Giovedì, nel quarto giorno dell’udienza preliminare a Provo, sono state riprodotte in aula le registrazioni che mostrerebbero Tyler Robinson, 23 anni, confessare al suo coinquilino Lance Twiggs di essersi pentito di aver ucciso Charlie Kirk, l’attivista conservatore fondatore di Turning Point USA. Twiggs, che era anche il suo compagno, ha raccontato che Robinson camminava nervosamente avanti e indietro per l’appartamento il giorno dopo la sparatoria del 10 settembre alla Utah Valley University, davanti a centinaia di persone.
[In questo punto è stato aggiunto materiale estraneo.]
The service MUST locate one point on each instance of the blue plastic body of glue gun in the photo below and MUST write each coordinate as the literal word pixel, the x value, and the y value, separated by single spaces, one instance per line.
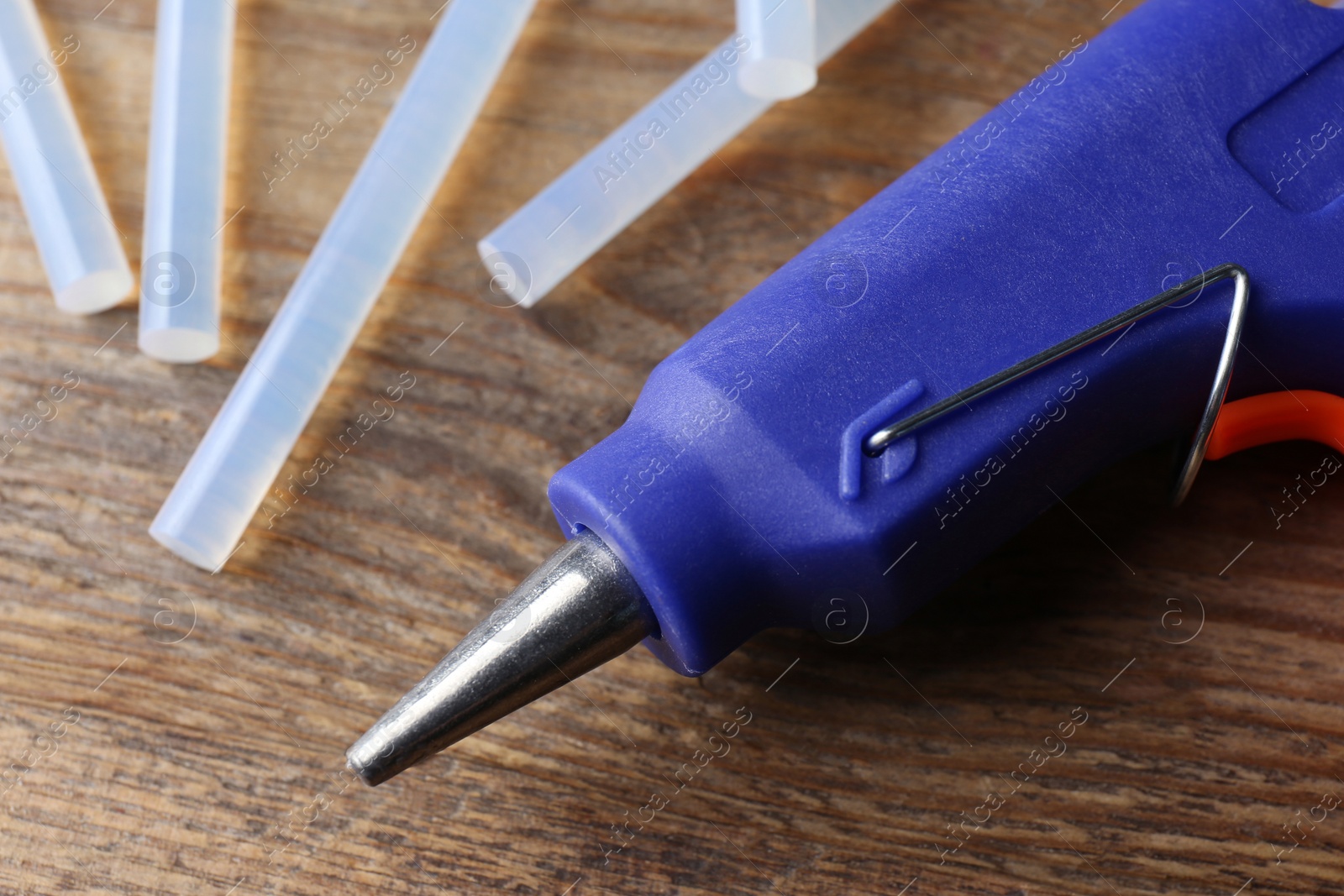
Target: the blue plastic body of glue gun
pixel 1191 134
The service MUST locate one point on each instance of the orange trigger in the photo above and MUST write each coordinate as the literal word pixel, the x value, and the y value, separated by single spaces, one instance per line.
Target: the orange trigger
pixel 1277 417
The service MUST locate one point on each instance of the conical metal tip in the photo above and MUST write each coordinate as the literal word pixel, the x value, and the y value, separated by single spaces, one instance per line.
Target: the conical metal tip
pixel 578 610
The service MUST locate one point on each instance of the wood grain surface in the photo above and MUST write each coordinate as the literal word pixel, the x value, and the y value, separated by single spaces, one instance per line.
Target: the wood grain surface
pixel 183 732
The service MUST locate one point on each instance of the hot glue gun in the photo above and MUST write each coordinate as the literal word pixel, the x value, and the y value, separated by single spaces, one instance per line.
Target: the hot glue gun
pixel 1073 278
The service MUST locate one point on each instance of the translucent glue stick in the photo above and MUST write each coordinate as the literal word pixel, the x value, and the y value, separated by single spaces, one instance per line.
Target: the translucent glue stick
pixel 640 161
pixel 78 244
pixel 280 389
pixel 185 197
pixel 781 62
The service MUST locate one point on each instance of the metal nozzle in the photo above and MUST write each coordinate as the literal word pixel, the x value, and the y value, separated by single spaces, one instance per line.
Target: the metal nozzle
pixel 575 613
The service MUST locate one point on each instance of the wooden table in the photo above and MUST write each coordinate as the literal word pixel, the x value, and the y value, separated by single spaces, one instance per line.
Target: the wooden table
pixel 202 718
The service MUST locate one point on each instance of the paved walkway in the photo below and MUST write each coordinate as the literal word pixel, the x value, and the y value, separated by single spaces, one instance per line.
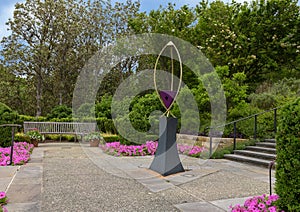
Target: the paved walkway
pixel 74 177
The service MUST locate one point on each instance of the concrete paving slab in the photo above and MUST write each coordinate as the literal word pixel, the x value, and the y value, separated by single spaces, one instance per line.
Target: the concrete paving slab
pixel 226 203
pixel 198 207
pixel 30 172
pixel 8 171
pixel 24 193
pixel 4 182
pixel 23 207
pixel 156 184
pixel 7 174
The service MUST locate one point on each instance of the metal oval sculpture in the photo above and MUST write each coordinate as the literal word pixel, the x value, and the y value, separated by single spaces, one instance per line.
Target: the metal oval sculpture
pixel 168 97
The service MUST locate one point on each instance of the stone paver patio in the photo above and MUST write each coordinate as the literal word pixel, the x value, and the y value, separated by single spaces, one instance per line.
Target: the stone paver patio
pixel 75 177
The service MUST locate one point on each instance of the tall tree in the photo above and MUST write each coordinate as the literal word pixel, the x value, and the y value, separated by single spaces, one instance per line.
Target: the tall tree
pixel 52 39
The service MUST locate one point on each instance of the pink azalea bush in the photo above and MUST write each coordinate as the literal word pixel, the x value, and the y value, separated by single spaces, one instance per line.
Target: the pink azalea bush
pixel 193 151
pixel 3 201
pixel 21 154
pixel 118 149
pixel 261 203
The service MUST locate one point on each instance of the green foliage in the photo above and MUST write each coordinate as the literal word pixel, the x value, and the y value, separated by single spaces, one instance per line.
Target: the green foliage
pixel 103 109
pixel 49 42
pixel 270 95
pixel 60 111
pixel 287 183
pixel 106 125
pixel 85 110
pixel 7 116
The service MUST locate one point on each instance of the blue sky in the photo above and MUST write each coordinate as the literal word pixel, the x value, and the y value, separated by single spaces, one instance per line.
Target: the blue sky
pixel 7 8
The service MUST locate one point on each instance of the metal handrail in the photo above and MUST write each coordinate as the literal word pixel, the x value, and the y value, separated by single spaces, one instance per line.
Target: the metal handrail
pixel 13 126
pixel 243 119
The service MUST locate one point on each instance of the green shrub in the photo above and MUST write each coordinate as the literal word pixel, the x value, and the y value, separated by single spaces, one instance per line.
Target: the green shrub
pixel 288 158
pixel 106 125
pixel 60 111
pixel 7 116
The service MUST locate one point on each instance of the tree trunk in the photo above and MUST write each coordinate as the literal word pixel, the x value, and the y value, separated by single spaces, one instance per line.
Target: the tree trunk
pixel 39 96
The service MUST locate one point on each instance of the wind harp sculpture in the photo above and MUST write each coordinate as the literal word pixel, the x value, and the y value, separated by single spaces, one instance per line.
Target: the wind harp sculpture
pixel 166 160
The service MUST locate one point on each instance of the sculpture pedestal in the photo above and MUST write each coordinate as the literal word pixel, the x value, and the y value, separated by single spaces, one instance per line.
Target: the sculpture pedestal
pixel 166 160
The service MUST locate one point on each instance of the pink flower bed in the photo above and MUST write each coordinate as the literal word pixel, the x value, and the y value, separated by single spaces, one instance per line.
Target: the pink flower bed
pixel 21 154
pixel 3 201
pixel 257 204
pixel 118 149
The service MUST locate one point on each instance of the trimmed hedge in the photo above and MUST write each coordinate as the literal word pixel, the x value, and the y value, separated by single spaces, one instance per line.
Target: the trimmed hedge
pixel 7 116
pixel 287 184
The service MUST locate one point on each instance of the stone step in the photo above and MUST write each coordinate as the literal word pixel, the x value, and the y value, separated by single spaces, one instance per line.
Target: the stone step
pixel 244 159
pixel 266 144
pixel 270 140
pixel 261 155
pixel 261 149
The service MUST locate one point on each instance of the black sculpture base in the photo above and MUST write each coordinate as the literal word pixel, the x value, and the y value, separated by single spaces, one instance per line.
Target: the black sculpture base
pixel 166 160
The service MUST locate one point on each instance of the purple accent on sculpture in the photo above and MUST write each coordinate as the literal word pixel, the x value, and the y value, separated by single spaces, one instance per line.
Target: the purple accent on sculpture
pixel 167 97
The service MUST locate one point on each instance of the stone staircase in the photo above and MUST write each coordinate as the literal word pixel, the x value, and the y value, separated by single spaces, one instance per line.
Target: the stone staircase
pixel 261 154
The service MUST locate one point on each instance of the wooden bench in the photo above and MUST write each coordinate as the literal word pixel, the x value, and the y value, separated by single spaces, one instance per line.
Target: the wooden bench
pixel 71 128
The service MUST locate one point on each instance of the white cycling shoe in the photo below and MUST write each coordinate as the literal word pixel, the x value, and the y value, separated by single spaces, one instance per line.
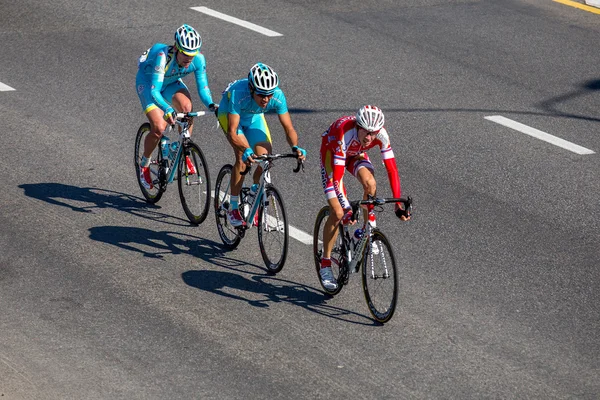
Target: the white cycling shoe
pixel 327 278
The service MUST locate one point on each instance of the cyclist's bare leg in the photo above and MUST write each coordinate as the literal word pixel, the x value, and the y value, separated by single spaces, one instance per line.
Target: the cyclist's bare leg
pixel 182 102
pixel 260 149
pixel 157 127
pixel 330 229
pixel 367 180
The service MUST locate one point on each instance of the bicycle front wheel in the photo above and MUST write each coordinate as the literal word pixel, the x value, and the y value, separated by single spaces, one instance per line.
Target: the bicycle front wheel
pixel 337 258
pixel 273 230
pixel 152 195
pixel 379 278
pixel 194 183
pixel 228 233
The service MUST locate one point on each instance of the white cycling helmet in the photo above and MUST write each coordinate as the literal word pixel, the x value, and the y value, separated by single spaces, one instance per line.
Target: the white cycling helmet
pixel 370 118
pixel 262 79
pixel 187 40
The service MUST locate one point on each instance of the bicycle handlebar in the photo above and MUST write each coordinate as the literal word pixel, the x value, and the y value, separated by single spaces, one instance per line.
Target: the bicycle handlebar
pixel 271 157
pixel 190 114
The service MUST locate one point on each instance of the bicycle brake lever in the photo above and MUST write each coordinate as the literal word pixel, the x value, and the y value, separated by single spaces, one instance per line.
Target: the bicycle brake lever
pixel 299 165
pixel 245 172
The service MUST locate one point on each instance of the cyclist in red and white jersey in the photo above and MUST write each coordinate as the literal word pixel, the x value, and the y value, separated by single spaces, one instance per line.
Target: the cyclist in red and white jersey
pixel 344 147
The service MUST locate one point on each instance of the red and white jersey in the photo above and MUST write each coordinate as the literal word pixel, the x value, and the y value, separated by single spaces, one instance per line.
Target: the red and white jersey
pixel 340 145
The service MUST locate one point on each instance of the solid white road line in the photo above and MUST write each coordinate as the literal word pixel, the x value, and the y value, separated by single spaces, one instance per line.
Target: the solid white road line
pixel 539 134
pixel 237 21
pixel 5 88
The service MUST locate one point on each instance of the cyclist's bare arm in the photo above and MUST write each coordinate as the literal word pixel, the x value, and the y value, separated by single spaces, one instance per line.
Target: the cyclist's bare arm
pixel 290 131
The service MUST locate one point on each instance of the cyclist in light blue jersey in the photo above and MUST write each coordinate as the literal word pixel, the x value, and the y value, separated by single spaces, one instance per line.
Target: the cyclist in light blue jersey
pixel 241 116
pixel 161 91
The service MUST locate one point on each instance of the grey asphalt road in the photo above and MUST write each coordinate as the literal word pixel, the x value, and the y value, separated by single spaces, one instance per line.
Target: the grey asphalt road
pixel 104 296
“Voleva costituirsi o confessare ai genitori”, ha detto Twiggs nel video, registrato il 20 aprile e mostrato in aula in versione parzialmente censurata. I pubblici ministeri hanno presentato le prove per convincere il giudice Tony F. Graf Jr. che esistono elementi sufficienti per rinviare Robinson a processo per omicidio aggravato. L’imputato non si è ancora dichiarato colpevole né innocente. Secondo l’accusa, avrebbe lasciato un biglietto al coinquilino con la frase: “Ho avuto l’opportunità di eliminare Charlie Kirk e la coglierò.” Nei messaggi di testo successivi, Robinson avrebbe scritto: “Ne ho abbastanza del suo odio. Certi tipi di odio non si possono negoziare.”
In un altro scambio, accennava all’idea di incidere parole sui proiettili, dettaglio confermato da Twiggs nell’intervista. Gli avvocati della difesa si sono opposti alla diffusione delle dichiarazioni, sostenendo che l’accusa le avrebbe interpretate come una confessione, compromettendo il diritto a un processo equo. L’udienza, che si concluderà domani, potrebbe segnare il passaggio decisivo verso il processo formale, mentre il dolore e la tensione continuano a riempire l’aula di giustizia dello Utah.